To powinno znacząco podnieść jakość wyszkolenia rezerwistów.
Tak wiec moim zdaniem stwierdzenie, że Tajwan nie obawia się wojny i w ogóle się do niej nie przygotowuje jest zdecydowanie nietrafione. Nie można więc tego podnieść jako argumentu na to, że Chiny nie zaatakują Tajwanu.
A skoro ekspert tak się pomylił w tej kwestii, to oznacza, że niestety jego pozostałe argumenty wymagają zweryfikowania a jego główna teza o tym, że wojny nie będzie, staje się dyskusyjna!!!

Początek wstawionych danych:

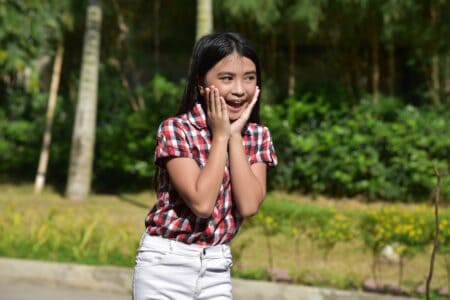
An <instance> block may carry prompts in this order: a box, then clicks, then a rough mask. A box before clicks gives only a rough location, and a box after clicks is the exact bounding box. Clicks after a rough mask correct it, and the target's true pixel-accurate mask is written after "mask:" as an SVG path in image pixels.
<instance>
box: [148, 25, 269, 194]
mask: <svg viewBox="0 0 450 300" xmlns="http://www.w3.org/2000/svg"><path fill="white" fill-rule="evenodd" d="M233 53H237V54H239V55H241V56H243V57H247V58H248V59H250V60H251V61H252V62H253V63H254V64H255V67H256V85H257V86H258V87H259V88H260V89H261V68H260V65H259V59H258V55H257V54H256V51H255V49H254V48H253V46H252V44H251V43H250V42H249V41H248V40H247V39H245V38H244V37H243V36H241V35H240V34H238V33H234V32H222V33H212V34H208V35H205V36H203V37H202V38H200V39H199V40H198V41H197V42H196V43H195V45H194V49H193V50H192V56H191V61H190V65H189V71H188V78H187V82H186V86H185V88H184V93H183V98H182V100H181V104H180V107H179V109H178V113H177V114H178V115H180V114H184V113H186V112H188V111H189V110H191V109H192V107H194V105H195V104H196V103H201V104H202V106H203V108H205V101H204V98H203V96H201V95H200V92H199V90H198V85H199V84H203V81H204V79H205V76H206V73H208V71H209V70H211V69H212V68H213V67H214V66H215V65H216V64H217V63H218V62H219V61H220V60H222V59H223V58H224V57H226V56H228V55H230V54H233ZM260 95H261V94H260ZM249 121H250V122H254V123H259V101H258V102H256V104H255V106H254V107H253V109H252V112H251V114H250V117H249ZM166 175H167V174H166ZM162 181H163V178H161V169H160V166H158V165H157V166H156V170H155V176H154V185H155V191H156V192H158V189H159V188H160V186H161V182H162Z"/></svg>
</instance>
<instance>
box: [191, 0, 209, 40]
mask: <svg viewBox="0 0 450 300" xmlns="http://www.w3.org/2000/svg"><path fill="white" fill-rule="evenodd" d="M212 31H213V10H212V0H197V32H196V37H195V40H198V39H200V38H201V37H202V36H204V35H205V34H209V33H211V32H212Z"/></svg>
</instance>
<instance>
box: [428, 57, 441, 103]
mask: <svg viewBox="0 0 450 300" xmlns="http://www.w3.org/2000/svg"><path fill="white" fill-rule="evenodd" d="M430 70H431V74H430V75H431V99H432V100H433V104H434V106H436V107H439V106H441V98H440V96H439V91H440V90H441V85H440V82H439V55H438V54H437V53H434V54H433V56H432V57H431V69H430Z"/></svg>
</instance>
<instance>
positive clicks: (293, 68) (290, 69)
mask: <svg viewBox="0 0 450 300" xmlns="http://www.w3.org/2000/svg"><path fill="white" fill-rule="evenodd" d="M292 27H293V26H292V25H291V26H290V28H289V66H288V96H289V97H293V96H294V95H295V81H296V78H295V60H296V52H295V35H294V28H292Z"/></svg>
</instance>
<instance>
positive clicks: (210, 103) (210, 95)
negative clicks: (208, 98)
mask: <svg viewBox="0 0 450 300" xmlns="http://www.w3.org/2000/svg"><path fill="white" fill-rule="evenodd" d="M209 103H210V105H211V113H213V114H216V99H215V97H214V87H213V86H211V89H210V90H209Z"/></svg>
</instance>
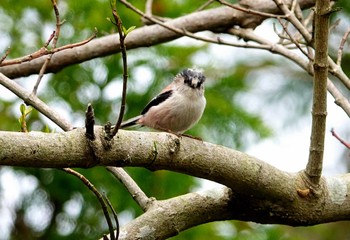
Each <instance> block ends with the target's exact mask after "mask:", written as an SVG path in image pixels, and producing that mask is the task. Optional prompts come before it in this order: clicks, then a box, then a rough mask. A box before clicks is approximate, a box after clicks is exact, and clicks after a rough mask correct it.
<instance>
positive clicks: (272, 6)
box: [0, 0, 314, 78]
mask: <svg viewBox="0 0 350 240" xmlns="http://www.w3.org/2000/svg"><path fill="white" fill-rule="evenodd" d="M298 2H299V4H300V7H301V8H302V9H305V8H309V7H311V6H313V4H314V0H299V1H298ZM251 8H252V9H253V10H257V11H262V12H268V13H278V12H280V10H279V9H278V8H277V6H276V5H275V4H274V3H273V2H272V1H270V0H261V1H259V4H256V3H255V2H254V3H253V4H252V6H251ZM261 22H262V19H261V17H259V16H256V15H252V14H246V13H243V12H240V11H238V10H234V9H232V8H229V7H218V8H214V9H208V10H204V11H200V12H195V13H193V14H189V15H186V16H183V17H179V18H177V19H173V20H171V21H168V22H167V25H169V26H172V27H174V28H179V29H186V30H187V31H188V32H192V33H193V32H200V31H205V30H209V31H215V32H218V31H220V30H222V29H228V28H231V27H233V26H241V27H242V28H244V27H256V26H257V25H259V24H260V23H261ZM154 36H157V37H156V38H155V37H154ZM181 36H182V35H179V34H177V33H174V32H173V31H168V30H166V29H164V28H163V27H161V26H157V25H153V26H147V27H141V28H138V29H135V30H134V31H132V32H131V33H130V34H128V37H127V39H126V42H125V44H126V45H127V46H128V49H134V48H138V47H145V46H151V45H155V44H159V43H163V42H168V41H170V40H172V39H176V38H179V37H181ZM68 48H69V46H66V50H65V51H60V52H59V53H57V54H55V55H54V57H53V59H51V61H50V64H49V66H48V67H47V71H46V72H57V71H59V70H61V69H63V68H65V67H66V66H69V65H72V64H77V63H80V62H83V61H87V60H90V59H92V58H95V57H101V56H106V55H110V54H114V53H116V52H120V46H119V44H118V43H117V44H116V42H115V36H114V35H109V36H105V37H101V38H98V39H95V40H93V41H91V42H90V43H89V44H85V45H84V46H80V47H75V48H73V49H68ZM59 49H60V50H62V48H59ZM29 57H30V58H31V59H33V56H31V55H30V56H29ZM43 62H44V58H43V57H40V58H37V59H35V60H33V61H31V62H24V63H22V64H19V63H20V62H17V63H18V65H17V64H16V65H14V66H4V63H3V64H1V66H2V67H0V72H2V73H3V74H5V75H6V76H9V77H10V78H16V77H19V76H27V75H30V74H37V73H38V72H39V70H40V68H41V66H42V65H43Z"/></svg>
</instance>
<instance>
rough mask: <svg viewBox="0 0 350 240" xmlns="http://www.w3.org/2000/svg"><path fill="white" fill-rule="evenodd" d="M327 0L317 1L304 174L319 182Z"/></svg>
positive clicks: (328, 1)
mask: <svg viewBox="0 0 350 240" xmlns="http://www.w3.org/2000/svg"><path fill="white" fill-rule="evenodd" d="M330 12H331V5H330V1H329V0H317V1H316V9H315V40H314V41H315V60H314V81H313V100H312V102H313V103H312V129H311V141H310V152H309V160H308V163H307V166H306V169H305V173H306V174H307V176H308V178H309V179H310V181H311V183H313V184H315V185H318V184H319V182H320V179H321V174H322V163H323V152H324V140H325V131H326V116H327V77H328V37H329V36H328V35H329V27H328V26H329V15H330Z"/></svg>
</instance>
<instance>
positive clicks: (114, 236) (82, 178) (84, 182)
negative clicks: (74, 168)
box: [62, 168, 119, 240]
mask: <svg viewBox="0 0 350 240" xmlns="http://www.w3.org/2000/svg"><path fill="white" fill-rule="evenodd" d="M62 170H63V171H65V172H66V173H69V174H71V175H73V176H75V177H77V178H78V179H80V180H81V181H82V182H83V183H84V184H85V186H87V187H88V188H89V189H90V191H92V192H93V193H94V194H95V196H96V198H97V200H98V201H99V202H100V204H101V207H102V210H103V214H104V215H105V218H106V221H107V224H108V228H109V233H110V237H111V240H115V239H116V238H115V235H114V229H113V224H112V221H111V218H110V217H109V213H108V208H107V205H106V203H105V201H104V198H103V196H102V194H101V193H100V192H99V191H98V190H97V189H96V188H95V186H94V185H93V184H92V183H91V182H90V181H89V180H88V179H87V178H86V177H84V175H82V174H80V173H78V172H77V171H74V170H73V169H70V168H63V169H62ZM117 232H118V233H119V230H118V229H117Z"/></svg>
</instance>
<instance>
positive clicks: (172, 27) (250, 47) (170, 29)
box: [120, 0, 268, 48]
mask: <svg viewBox="0 0 350 240" xmlns="http://www.w3.org/2000/svg"><path fill="white" fill-rule="evenodd" d="M120 2H121V3H123V4H124V5H125V6H126V7H128V8H130V9H131V10H133V11H134V12H136V13H137V14H139V15H140V16H142V17H143V18H145V19H147V20H149V21H151V22H153V23H156V24H158V25H160V26H162V27H164V28H166V29H168V30H170V31H173V32H175V33H178V34H181V35H183V36H187V37H190V38H193V39H196V40H200V41H204V42H209V43H215V44H221V45H227V46H233V47H243V48H245V47H249V48H264V47H266V46H261V45H259V46H257V45H250V44H246V43H243V44H241V43H234V42H229V41H226V40H224V39H222V38H220V37H218V36H217V37H216V38H210V37H204V36H198V35H195V34H193V33H191V32H189V31H187V30H186V29H180V28H176V27H172V26H169V25H167V24H166V23H164V22H162V21H160V20H158V19H157V18H154V17H152V16H148V15H146V14H145V13H143V12H142V11H141V10H139V9H138V8H136V7H135V6H134V5H132V4H131V3H129V2H128V1H125V0H120ZM266 48H268V47H266Z"/></svg>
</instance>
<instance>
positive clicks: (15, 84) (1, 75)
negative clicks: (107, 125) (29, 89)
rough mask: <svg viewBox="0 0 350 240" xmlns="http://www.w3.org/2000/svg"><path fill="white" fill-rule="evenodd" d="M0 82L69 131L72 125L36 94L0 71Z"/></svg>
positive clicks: (34, 107) (5, 86)
mask: <svg viewBox="0 0 350 240" xmlns="http://www.w3.org/2000/svg"><path fill="white" fill-rule="evenodd" d="M0 84H1V85H3V86H4V87H5V88H7V89H8V90H10V91H11V92H13V93H14V94H16V95H17V96H18V97H19V98H21V99H23V101H24V102H25V103H26V104H28V105H31V106H32V107H33V108H35V109H36V110H38V111H39V112H41V113H42V114H43V115H44V116H46V117H47V118H49V119H50V120H51V121H52V122H54V123H56V124H57V125H58V126H59V127H61V128H62V129H63V130H65V131H70V130H72V129H73V126H72V125H71V124H70V123H69V122H68V121H67V120H66V119H64V118H63V117H62V116H60V114H59V113H57V112H56V111H54V110H53V109H52V108H50V107H49V106H47V105H46V103H44V102H43V101H41V100H40V99H39V98H38V97H37V96H35V95H33V94H31V93H30V92H28V91H27V90H26V89H24V88H23V87H21V86H20V85H18V84H17V83H16V82H15V81H12V80H11V79H9V78H8V77H6V76H5V75H4V74H2V73H0Z"/></svg>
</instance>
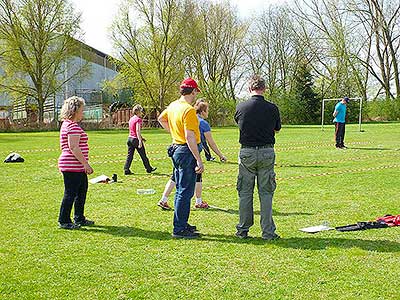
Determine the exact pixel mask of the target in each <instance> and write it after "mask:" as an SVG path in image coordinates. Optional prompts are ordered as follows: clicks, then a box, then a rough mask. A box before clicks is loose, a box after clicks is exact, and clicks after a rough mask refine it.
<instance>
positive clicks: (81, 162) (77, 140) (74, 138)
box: [68, 134, 93, 175]
mask: <svg viewBox="0 0 400 300" xmlns="http://www.w3.org/2000/svg"><path fill="white" fill-rule="evenodd" d="M80 138H81V136H80V135H78V134H69V135H68V147H69V149H70V150H71V152H72V154H73V155H74V156H75V157H76V159H77V160H78V161H79V162H80V163H81V164H82V165H83V167H84V168H85V173H86V174H89V175H90V174H92V173H93V169H92V167H91V166H90V165H89V163H88V161H87V160H86V159H85V156H84V155H83V153H82V150H81V148H79V140H80Z"/></svg>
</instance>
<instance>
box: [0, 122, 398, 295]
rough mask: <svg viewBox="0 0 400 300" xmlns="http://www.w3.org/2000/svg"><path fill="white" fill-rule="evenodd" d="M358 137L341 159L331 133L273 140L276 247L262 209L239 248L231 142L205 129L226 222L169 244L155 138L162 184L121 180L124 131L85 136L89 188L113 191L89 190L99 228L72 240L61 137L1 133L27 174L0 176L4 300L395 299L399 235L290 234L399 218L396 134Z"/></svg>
mask: <svg viewBox="0 0 400 300" xmlns="http://www.w3.org/2000/svg"><path fill="white" fill-rule="evenodd" d="M363 129H365V132H361V133H360V132H358V126H356V125H349V126H347V127H346V130H347V132H346V140H345V142H346V144H347V146H348V147H349V149H347V150H337V149H335V147H334V142H333V126H328V127H326V128H325V131H321V130H320V127H317V126H315V127H311V126H308V127H305V126H293V127H289V126H286V127H283V128H282V131H281V132H280V133H279V134H278V135H277V143H276V152H277V161H276V169H275V171H276V173H277V182H278V188H277V191H276V193H275V198H274V218H275V223H276V225H277V233H279V234H280V235H281V236H282V239H280V240H277V241H272V242H266V241H264V240H262V239H261V238H260V234H261V232H260V228H259V215H258V210H259V204H258V203H257V202H258V200H256V201H255V211H256V218H255V225H254V226H253V227H252V229H251V231H250V235H251V236H252V238H251V239H248V240H240V239H238V238H236V237H234V233H235V225H236V223H237V221H238V200H237V194H236V190H235V183H236V176H237V152H238V149H239V144H238V141H237V140H238V130H237V128H233V127H232V128H214V129H213V136H214V139H215V140H216V142H217V144H218V145H219V147H220V148H221V150H222V152H223V153H224V154H225V155H226V156H227V157H228V159H229V162H227V163H225V164H222V163H219V162H207V163H206V165H205V168H206V171H205V174H204V177H203V182H204V187H205V188H204V195H203V199H204V200H205V201H207V202H208V203H209V204H211V205H213V206H216V207H219V208H221V209H208V210H195V209H193V210H192V213H191V216H190V220H189V221H190V223H191V224H194V225H196V226H197V227H198V228H199V230H200V232H201V234H202V237H201V238H200V239H198V240H175V239H172V238H171V231H172V217H173V212H172V211H162V210H161V209H160V208H159V207H157V206H156V204H157V201H158V200H159V198H160V196H161V193H162V190H163V188H164V185H165V183H166V181H167V180H168V176H169V174H170V172H171V162H170V160H169V159H168V157H167V156H166V147H167V145H168V143H169V141H170V137H169V135H168V134H167V133H165V132H163V131H162V130H144V133H143V136H144V137H145V138H146V139H147V143H146V150H147V152H148V156H149V158H150V161H151V163H152V165H154V166H156V167H157V168H158V170H157V171H156V172H155V173H154V174H151V175H149V174H147V173H146V172H145V170H144V168H143V166H142V164H141V161H138V158H139V157H138V155H137V154H135V160H134V162H133V167H132V169H131V170H132V171H133V172H134V173H135V175H133V176H124V175H122V174H123V172H122V169H123V163H124V161H125V155H126V144H125V142H126V137H127V131H99V132H94V131H89V132H88V135H89V146H90V148H91V150H90V162H91V165H92V167H93V169H94V171H95V173H94V174H93V175H91V176H90V178H93V177H95V176H98V175H101V174H105V175H108V176H109V177H111V176H112V174H113V173H117V174H118V179H119V180H120V182H118V183H115V184H97V185H93V184H90V185H89V192H88V199H87V204H86V208H85V210H86V216H87V217H88V218H89V219H92V220H95V222H96V226H95V227H85V229H81V230H74V231H68V230H61V229H58V227H57V216H58V211H59V206H60V201H61V198H62V194H63V182H62V176H61V174H60V173H59V172H58V170H57V158H58V156H59V146H58V132H43V133H18V134H13V133H7V134H4V133H1V134H0V157H2V158H3V159H4V158H5V157H6V156H7V154H9V153H10V152H13V151H15V152H18V153H19V154H21V155H22V156H23V157H24V158H25V163H21V164H4V163H2V164H1V167H0V183H1V185H0V241H1V242H0V299H358V300H359V299H400V291H399V289H398V287H399V285H400V284H399V276H398V270H399V269H400V228H399V227H394V228H386V229H371V230H365V231H356V232H347V233H345V232H338V231H327V232H320V233H317V234H314V235H312V234H307V233H303V232H300V231H299V230H298V229H299V228H302V227H307V226H312V225H319V224H321V223H322V222H323V221H328V222H329V223H330V224H331V225H332V226H340V225H346V224H352V223H356V222H357V221H367V220H373V219H375V218H376V217H379V216H382V215H385V214H400V201H399V195H400V179H399V171H400V162H399V158H400V150H399V148H400V130H399V129H400V124H395V123H391V124H367V125H363ZM138 188H153V189H155V190H156V193H155V194H154V195H137V194H136V189H138ZM255 199H257V198H255ZM170 203H171V204H173V201H172V199H170Z"/></svg>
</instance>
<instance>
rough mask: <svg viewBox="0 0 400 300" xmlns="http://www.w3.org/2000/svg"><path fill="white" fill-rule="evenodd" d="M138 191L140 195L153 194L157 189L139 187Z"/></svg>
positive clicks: (136, 191) (137, 189)
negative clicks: (150, 188)
mask: <svg viewBox="0 0 400 300" xmlns="http://www.w3.org/2000/svg"><path fill="white" fill-rule="evenodd" d="M136 193H137V194H138V195H151V194H155V193H156V191H155V190H154V189H137V190H136Z"/></svg>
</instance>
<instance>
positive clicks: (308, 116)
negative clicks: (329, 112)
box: [293, 59, 321, 124]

Przy okazji zahaczę też o drugi odcinek Diagnozy - notabene świetny, moja wiedza nie pozwala mi się przyczepić do żadnej z wypowiedzi. ALE... Ostateczną tezą odcinka było to, że Chiny nie rozpoczną wojny, gdyż będzie ich to kosztowało zniszczenie gospodarki. To jest bardzo racjonalne założenie, ale szkoda, że podczas programu tak to zostawiono bez zastanowienia jakie sa tego możliwe konsekwencje. Bo jeżeli tak jest, to co się stanie jeżeli gospodarka Chin i tak upadnie? Bo logika wskazuje, że w tym momencie Chiny stracą główny argument przeciwko wojnie. A gospodarka Chin właśnie znalazła się na równi pochyłej prosto do piekła! To notebene jest szeroki temat i sam w sobie wart kilku analiz - polityka zero covid, kryzys w budownictwie i bankowości, susza, braki prądu i żywności, gwałtownie wzrastające bezrobocie, ucieczka korporacji produkcji do innych krajów czy wreszcie antychińska polityka gospodarcza USA, zwłaszcza w zakresie produkcji mikroprocesorów... Chińska gospodarka ma bardzo mocno przerąbane. A to może oznaczać, że jej zniszczenie przestanie być zagrożeniem wynikającym z wojny. Więcej nawet - jej upadek będzie oznaczał brak pieniędzy na zbrojenia, co może oznaczać, że stanie się motywacją do wywołania wojny zanim Chiny na wiele lat odpadną z wyścigu.
@moby22 przyda się wykopowi dobra konkurencja.
@MlodyMarketingowiec posłuchaj podcastu Pana Leszka Ślazyka
@RAJ mam wrażenie, że nieraz też to jest kwestia tego, że człowiek z naszej kultury nigdy do końca nie pojmie mentalu Azjatów - tak jak i oni naszego.